Recensione: Insidious – L’ultima chiave, il ritorno al passato della medium Elise Rainier

Insidious arriva al quarto capitolo e lo fa nuovamente (dopo il terzo) da prequel, catapultandoci inaspettatamente indietro nel tempo. Indietro, fino all’origine di tutto, fino all’infanzia dell’amatissima medium Elise Rainier (Lin Shaye). Fino alla casa a Five Keys nel New Mexico dove la parapsicologa è cresciuta e dove, adesso, ritorna da adulta con i fidati collaboratori Specs (Leigh Whannell) e Tucker (Angus Sampson) per salvare il nuovo inquilino perseguitato, come Insidious comanda, da entità sovrannaturali.
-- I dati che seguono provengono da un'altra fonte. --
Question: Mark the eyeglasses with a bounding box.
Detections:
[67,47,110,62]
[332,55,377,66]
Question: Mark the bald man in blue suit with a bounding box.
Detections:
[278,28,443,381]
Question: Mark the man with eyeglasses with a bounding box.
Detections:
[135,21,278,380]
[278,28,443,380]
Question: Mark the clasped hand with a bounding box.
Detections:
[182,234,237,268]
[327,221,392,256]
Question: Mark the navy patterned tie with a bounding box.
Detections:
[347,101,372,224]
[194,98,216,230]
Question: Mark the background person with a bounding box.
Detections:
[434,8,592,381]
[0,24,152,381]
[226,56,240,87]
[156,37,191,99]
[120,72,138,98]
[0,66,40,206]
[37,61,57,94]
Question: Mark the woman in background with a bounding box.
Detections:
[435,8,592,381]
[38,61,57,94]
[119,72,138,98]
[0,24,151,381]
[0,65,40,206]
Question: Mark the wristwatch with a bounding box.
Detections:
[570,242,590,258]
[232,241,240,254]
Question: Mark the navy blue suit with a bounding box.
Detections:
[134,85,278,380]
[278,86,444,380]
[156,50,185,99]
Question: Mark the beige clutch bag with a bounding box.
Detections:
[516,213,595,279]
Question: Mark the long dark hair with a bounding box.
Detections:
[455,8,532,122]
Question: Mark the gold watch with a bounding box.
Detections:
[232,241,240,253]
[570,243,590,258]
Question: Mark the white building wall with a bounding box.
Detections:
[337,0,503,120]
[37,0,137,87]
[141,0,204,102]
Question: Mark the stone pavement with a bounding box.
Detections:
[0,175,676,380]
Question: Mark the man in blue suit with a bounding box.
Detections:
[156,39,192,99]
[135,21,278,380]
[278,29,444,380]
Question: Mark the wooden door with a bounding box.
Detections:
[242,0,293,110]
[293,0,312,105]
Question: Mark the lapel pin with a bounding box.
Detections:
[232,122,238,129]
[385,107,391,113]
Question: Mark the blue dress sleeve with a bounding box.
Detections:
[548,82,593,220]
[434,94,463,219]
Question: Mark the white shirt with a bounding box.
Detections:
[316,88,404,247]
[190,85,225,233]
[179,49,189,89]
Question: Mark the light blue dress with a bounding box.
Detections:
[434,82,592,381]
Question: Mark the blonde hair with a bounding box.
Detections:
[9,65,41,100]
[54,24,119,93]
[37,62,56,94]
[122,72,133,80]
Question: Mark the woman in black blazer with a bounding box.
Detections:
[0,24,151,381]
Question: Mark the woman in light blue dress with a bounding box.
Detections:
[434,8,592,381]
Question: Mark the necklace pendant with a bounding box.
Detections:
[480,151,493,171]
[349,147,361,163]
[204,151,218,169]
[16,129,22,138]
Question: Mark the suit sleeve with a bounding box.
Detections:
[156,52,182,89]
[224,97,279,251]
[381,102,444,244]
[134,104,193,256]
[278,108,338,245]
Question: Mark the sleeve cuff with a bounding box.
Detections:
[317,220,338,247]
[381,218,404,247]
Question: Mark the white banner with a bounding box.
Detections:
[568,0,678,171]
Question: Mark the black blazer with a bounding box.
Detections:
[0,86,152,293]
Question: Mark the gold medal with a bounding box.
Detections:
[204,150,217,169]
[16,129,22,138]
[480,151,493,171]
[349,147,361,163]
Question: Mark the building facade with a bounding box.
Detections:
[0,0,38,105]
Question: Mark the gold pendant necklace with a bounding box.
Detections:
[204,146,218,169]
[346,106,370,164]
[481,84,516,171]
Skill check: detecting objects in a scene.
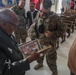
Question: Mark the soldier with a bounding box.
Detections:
[28,0,65,75]
[11,0,27,44]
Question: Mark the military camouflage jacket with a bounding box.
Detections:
[11,5,26,29]
[28,11,65,42]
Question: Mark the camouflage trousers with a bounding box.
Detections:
[36,41,57,72]
[15,29,27,44]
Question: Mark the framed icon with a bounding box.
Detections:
[0,0,19,8]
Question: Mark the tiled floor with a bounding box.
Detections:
[25,30,76,75]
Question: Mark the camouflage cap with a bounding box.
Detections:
[42,0,52,9]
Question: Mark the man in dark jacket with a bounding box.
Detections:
[0,8,40,75]
[27,2,38,27]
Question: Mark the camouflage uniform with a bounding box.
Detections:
[11,5,27,44]
[28,11,65,74]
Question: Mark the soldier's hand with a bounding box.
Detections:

In questo ritorno al passato, Insidious – L’ultima chiave trova il suo punto di forza. Il racconto dell’infanzia di Elise rappresenta il momento più originale e interessante del capitolo diretto da Adam Robitel. Realtà e sovrannaturale si confondono in un mondo in cui i veri mostri sono i vivi più che i fantasmi. Vittima di un padre alcolizzato e brutale (Josh Stewart), Elise svela finalmente le sue carte, mostra le proprie debolezze e l’origine del suo malessere, rivive la paura che l’ha spinta ad abbandonare persino l’amato fratello (Bruce Davison), caricando la pellicola di un tocco intimistico.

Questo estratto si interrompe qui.